Nostalghia


1983 candle commercial

Rating: 17/20

Plot: A Russian poet makes a new friend in Italy and struggles with keeping his candle lit.

No idea what this movie's actually about, but it sure is pretty. Lovely extended scenes, great Tarkovskyian landscapes, time and time and time. Paced like a dead man's brain queef, stuffed with enigmatic symbols, effortlessly bouncing between dream and flashback and everyday listlessness.

The climactic scene--and this is probably a spoiler--is an intense action sequence featuring the main character trying to walk a lighted candle from one side of a drained spa to another. It's around ten minutes of unbroken dreary metaphor. Is that life--trying to carry a lighted candle from one side of a pool to the other? If not, should it be?

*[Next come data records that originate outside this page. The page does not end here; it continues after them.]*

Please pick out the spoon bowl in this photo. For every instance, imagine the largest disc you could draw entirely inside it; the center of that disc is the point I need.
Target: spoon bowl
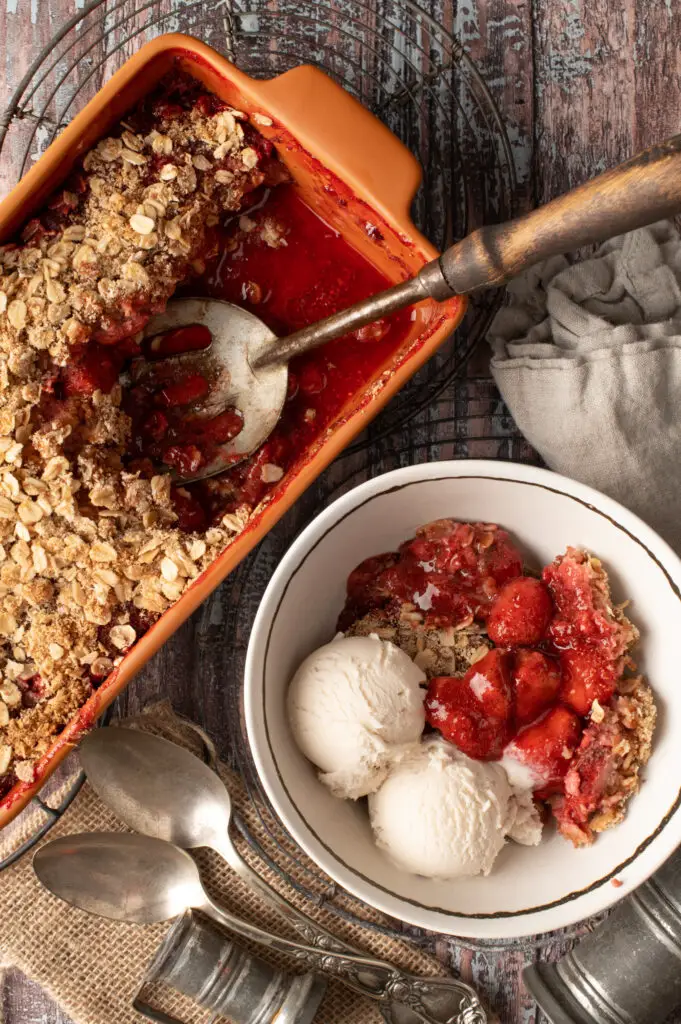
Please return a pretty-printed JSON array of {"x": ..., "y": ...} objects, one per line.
[
  {"x": 158, "y": 787},
  {"x": 122, "y": 877},
  {"x": 228, "y": 365}
]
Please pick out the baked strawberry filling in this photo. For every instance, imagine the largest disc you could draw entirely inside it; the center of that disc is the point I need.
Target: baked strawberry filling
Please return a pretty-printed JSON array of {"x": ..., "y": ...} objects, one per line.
[
  {"x": 183, "y": 196},
  {"x": 547, "y": 699}
]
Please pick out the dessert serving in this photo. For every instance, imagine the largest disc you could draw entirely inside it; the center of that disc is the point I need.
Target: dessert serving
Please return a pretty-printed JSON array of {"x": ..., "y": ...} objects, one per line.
[
  {"x": 529, "y": 694},
  {"x": 183, "y": 196}
]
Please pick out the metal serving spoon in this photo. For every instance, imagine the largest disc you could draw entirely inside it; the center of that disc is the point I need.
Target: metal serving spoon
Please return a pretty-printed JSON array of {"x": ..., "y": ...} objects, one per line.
[
  {"x": 162, "y": 790},
  {"x": 145, "y": 881},
  {"x": 248, "y": 363}
]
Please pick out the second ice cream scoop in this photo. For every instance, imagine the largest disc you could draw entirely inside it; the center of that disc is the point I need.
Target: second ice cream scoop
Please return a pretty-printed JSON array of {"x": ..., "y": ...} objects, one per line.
[
  {"x": 443, "y": 815},
  {"x": 353, "y": 706}
]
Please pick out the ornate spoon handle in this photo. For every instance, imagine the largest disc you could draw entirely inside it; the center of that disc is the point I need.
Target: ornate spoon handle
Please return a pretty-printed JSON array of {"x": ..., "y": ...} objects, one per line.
[
  {"x": 374, "y": 976},
  {"x": 371, "y": 977}
]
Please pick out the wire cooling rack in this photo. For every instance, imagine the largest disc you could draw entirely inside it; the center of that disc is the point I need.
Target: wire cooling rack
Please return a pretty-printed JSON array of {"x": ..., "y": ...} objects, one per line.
[{"x": 401, "y": 61}]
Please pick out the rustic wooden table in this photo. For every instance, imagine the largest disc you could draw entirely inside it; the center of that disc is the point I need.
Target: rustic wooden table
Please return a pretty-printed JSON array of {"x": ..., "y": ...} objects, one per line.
[{"x": 581, "y": 84}]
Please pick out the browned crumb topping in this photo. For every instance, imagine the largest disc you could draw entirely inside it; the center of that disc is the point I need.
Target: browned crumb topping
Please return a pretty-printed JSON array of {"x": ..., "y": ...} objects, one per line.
[
  {"x": 605, "y": 771},
  {"x": 445, "y": 651},
  {"x": 89, "y": 552}
]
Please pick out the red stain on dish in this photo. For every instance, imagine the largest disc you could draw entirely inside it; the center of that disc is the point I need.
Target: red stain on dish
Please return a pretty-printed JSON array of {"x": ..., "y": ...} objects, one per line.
[{"x": 195, "y": 507}]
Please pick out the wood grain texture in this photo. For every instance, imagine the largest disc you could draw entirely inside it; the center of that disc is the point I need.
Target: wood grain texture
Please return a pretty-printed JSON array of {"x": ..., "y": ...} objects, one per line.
[{"x": 582, "y": 85}]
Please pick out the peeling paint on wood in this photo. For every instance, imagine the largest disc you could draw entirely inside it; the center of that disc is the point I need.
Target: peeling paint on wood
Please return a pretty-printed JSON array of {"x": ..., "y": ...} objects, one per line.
[{"x": 581, "y": 85}]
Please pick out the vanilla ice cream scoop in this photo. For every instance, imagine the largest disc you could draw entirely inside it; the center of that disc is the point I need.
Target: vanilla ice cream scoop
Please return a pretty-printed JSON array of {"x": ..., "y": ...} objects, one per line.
[
  {"x": 443, "y": 815},
  {"x": 355, "y": 706}
]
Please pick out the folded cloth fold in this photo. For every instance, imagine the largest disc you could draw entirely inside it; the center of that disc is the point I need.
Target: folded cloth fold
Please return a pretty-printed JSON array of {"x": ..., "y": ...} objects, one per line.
[{"x": 588, "y": 359}]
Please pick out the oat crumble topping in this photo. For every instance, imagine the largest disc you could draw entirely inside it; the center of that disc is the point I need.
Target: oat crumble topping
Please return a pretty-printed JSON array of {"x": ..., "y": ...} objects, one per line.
[{"x": 90, "y": 552}]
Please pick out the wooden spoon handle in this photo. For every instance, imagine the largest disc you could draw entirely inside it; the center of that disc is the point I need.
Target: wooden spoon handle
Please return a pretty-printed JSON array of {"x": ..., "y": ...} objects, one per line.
[{"x": 643, "y": 189}]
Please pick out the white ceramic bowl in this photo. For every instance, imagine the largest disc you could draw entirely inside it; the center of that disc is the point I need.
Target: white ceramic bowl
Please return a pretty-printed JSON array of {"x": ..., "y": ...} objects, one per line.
[{"x": 530, "y": 889}]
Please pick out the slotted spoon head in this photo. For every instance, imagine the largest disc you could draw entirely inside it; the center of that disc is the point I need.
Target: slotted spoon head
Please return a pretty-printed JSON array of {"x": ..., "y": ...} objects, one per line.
[{"x": 238, "y": 338}]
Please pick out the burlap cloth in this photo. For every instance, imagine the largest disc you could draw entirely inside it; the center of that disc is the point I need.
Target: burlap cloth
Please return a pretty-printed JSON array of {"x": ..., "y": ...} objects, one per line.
[{"x": 92, "y": 968}]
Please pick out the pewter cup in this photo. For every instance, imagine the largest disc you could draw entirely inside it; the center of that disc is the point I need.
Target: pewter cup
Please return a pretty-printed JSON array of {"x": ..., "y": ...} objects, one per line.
[
  {"x": 199, "y": 961},
  {"x": 628, "y": 971}
]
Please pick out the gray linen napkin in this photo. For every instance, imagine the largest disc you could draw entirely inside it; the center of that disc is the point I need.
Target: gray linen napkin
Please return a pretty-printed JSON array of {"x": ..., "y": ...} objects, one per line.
[{"x": 588, "y": 358}]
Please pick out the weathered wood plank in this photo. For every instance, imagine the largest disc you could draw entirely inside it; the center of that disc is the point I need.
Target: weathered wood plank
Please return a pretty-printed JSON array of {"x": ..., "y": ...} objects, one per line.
[{"x": 581, "y": 84}]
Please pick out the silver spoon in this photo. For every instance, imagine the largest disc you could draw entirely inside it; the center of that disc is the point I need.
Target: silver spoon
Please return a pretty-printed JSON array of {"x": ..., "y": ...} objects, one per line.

The first shot in this is beautiful, and I got to wake my wife up by saying "Slug bug" and slugging her. I had no choice because rules are rules. The fog is impossible, rolling in as quickly as the plot develops. The final shot, fittingly another of those extended shots where the camera zooms out on a character and a dog for the amount of time that it needs to, is almost beautiful enough to stop your heart. Everything in between? Well, all that is stunningly beautiful, too, from a mother prayer ending in an eruption of birds, to a floating feather, to a glimpse of an angel, to an opening door revealing a Eugenia smiling in slow motion, to a crazy man's rain-filled home, to a boob, to a landscape constructed in a room that bleeds into the landscape seen through the open window, to a fog-drenched spa with a quartet of gossipers, to awe-inspiring architecture, to an insane man devouring bread in front of a mirror, to a shocking scene of self-immolation that is apparently mocked by a doppelganger. Tarkovsky paints like a poet and makes movie scenes like a God. This surprises you with just how beautiful a shot from a movie can be, and then it surprises you again by showing you something even better.

Nostalghia is as impenetrable (at least to this slightly-dumb viewer) as it is beautiful. Perhaps the title gives away that this is intensely personal, but Tarkovsky's got that gift of taking all these memories--real or cinematically manufactured, and making them the memories of his audience. The mystery is thick, but the emotions are acutely felt. It's a movie you carry in your soul.

A special call-out to Domiziana Giordano's left breast.